今回、著者であるひらりささんにインタビューを実施。全3回にわたりお届けする。第2回目では、ひらりささんが印象的だったエピソード、そして、推しに“全て”を委ねてしまうことの危うさについて。

印象的だった「手取り180万円だけど推しに救われていた38歳女性」

――ひらりささんの中で特に印象深いエピソードはありますか?

ひらりささん(以下、ひらりさ) 私にとって大事なものになったし、まわりからの反響も大きかったのがCase10でお話を聞いたシズカさんです。九州に住んでいて、手取り180万円のなか300万円を貯めて、38歳で上京した方なんですが、推しが引退したことで情熱を失ってしまったという点でも、地方に生きる女性の苦境という点でも、すごく考えさせられるものがありましたね。Case05までの第1章は、恋愛系のネタでかためていたこともあり、「最初は週刊誌のような気持ちで読んでいたけど、Case10を読んで泣いちゃった」という読者のコメントも見かけました。

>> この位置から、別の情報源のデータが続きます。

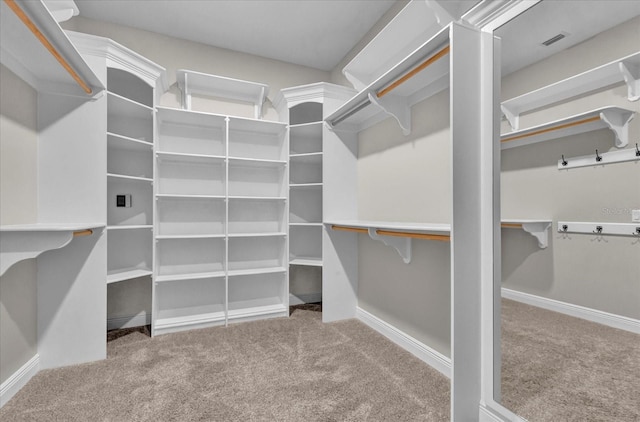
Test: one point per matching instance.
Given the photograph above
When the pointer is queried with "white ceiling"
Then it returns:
(314, 33)
(319, 33)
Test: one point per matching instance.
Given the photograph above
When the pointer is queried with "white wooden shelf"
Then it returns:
(257, 198)
(170, 324)
(26, 241)
(256, 162)
(132, 178)
(256, 271)
(127, 143)
(305, 185)
(191, 82)
(394, 234)
(306, 261)
(189, 276)
(416, 22)
(189, 236)
(420, 75)
(122, 106)
(125, 274)
(27, 56)
(615, 118)
(182, 196)
(129, 227)
(624, 70)
(537, 228)
(181, 156)
(600, 229)
(257, 234)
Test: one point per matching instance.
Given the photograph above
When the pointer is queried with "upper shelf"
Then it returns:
(417, 21)
(191, 82)
(35, 47)
(626, 69)
(614, 118)
(421, 74)
(25, 241)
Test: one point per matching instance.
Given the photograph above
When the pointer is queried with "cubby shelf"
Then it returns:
(128, 143)
(615, 118)
(122, 106)
(221, 215)
(423, 73)
(181, 156)
(129, 227)
(617, 71)
(191, 82)
(189, 276)
(256, 271)
(115, 276)
(306, 261)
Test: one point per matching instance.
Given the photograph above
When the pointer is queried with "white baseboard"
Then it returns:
(139, 320)
(423, 352)
(304, 298)
(19, 379)
(594, 315)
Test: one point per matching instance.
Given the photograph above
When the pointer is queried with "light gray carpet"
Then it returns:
(286, 369)
(555, 368)
(559, 368)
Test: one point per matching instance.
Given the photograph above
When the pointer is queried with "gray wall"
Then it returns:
(18, 204)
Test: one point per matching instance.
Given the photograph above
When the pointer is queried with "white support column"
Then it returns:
(475, 223)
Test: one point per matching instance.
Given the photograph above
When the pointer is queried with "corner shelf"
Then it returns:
(614, 118)
(25, 241)
(416, 22)
(116, 276)
(422, 74)
(191, 82)
(624, 70)
(536, 228)
(25, 54)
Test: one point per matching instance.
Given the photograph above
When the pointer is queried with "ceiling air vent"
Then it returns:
(554, 39)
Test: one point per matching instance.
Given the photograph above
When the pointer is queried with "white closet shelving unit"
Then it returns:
(304, 108)
(221, 237)
(126, 121)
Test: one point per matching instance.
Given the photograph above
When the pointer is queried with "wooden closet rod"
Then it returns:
(423, 236)
(551, 129)
(414, 72)
(45, 42)
(87, 232)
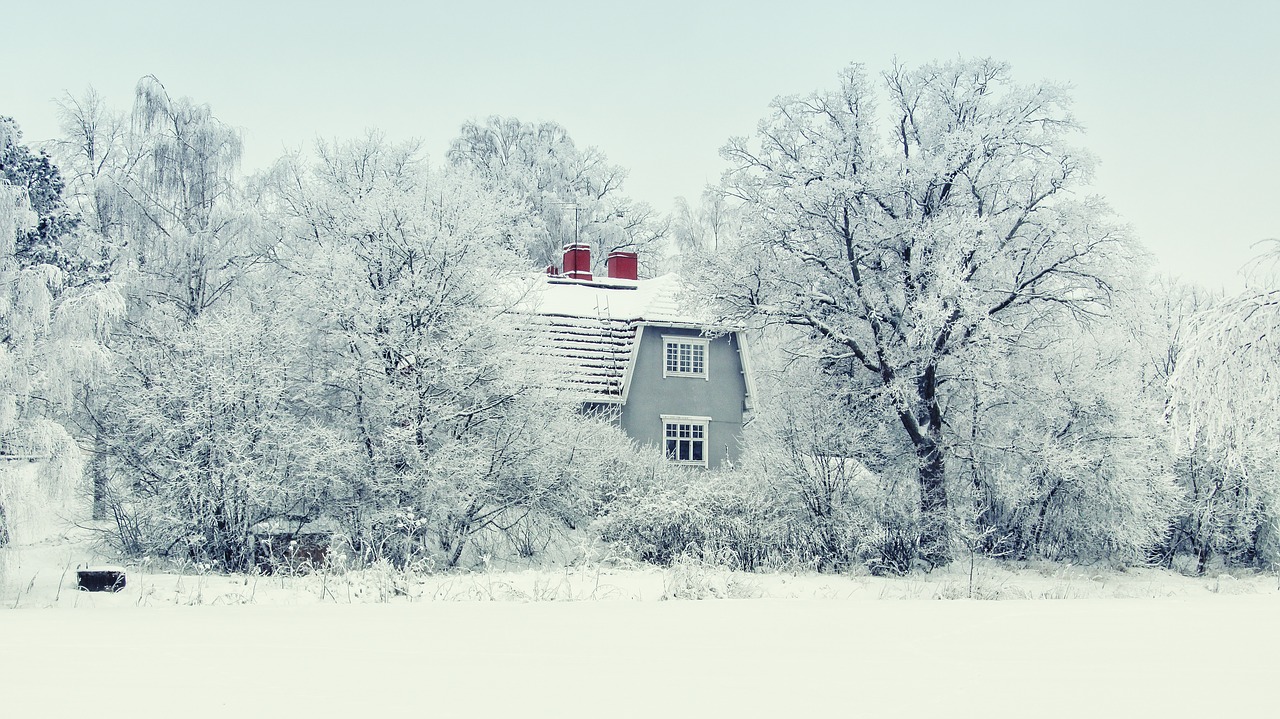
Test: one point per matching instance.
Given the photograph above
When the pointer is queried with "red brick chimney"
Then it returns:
(577, 261)
(624, 265)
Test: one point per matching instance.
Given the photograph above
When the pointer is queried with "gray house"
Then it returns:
(624, 347)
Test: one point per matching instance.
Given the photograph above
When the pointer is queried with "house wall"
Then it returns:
(721, 395)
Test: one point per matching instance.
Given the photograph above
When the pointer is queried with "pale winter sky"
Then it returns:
(1180, 97)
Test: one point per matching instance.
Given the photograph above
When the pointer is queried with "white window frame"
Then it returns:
(704, 344)
(703, 424)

――ひらりささんとは、10年ほど前からお知り合いだったんですよね。

ひらりさ そうです。でも、ほとんどネット上の交流で、実際にお会いしたのは1度か2度くらい。だからお話をうかがうのは特に緊張したんですが、お願いしてよかったなと思っています。ただ、連載時はOKをいただいていたんですが、書籍化に際しては、心の傷が深い時期の話を印刷物として残すのは抵抗がある、と一度お断りをいただいて。その気持ちはすごくよくわかったので、最初は諦めるつもりだったんですけど、何度かやりとりをするうちに掲載のご許可をいただきました。今回、掲載した皆さんの現在を改めてうかがって書き加えているんですが、やはり連載中とは心境や環境が変わった人も多かったです。

――状況が変われば、気持ちも変わりますもんね。

ひらりさ そのときは笑って話せることだったとしても、あとから「やっぱりやめておけばよかった」と後悔するかもしれない。自分の人生について語るって、そういうことだと思うので、活字にする以上はその責任があるな、って。だから、現在進行形で状況が揺れ動いているお話は保留とさせてもらいました。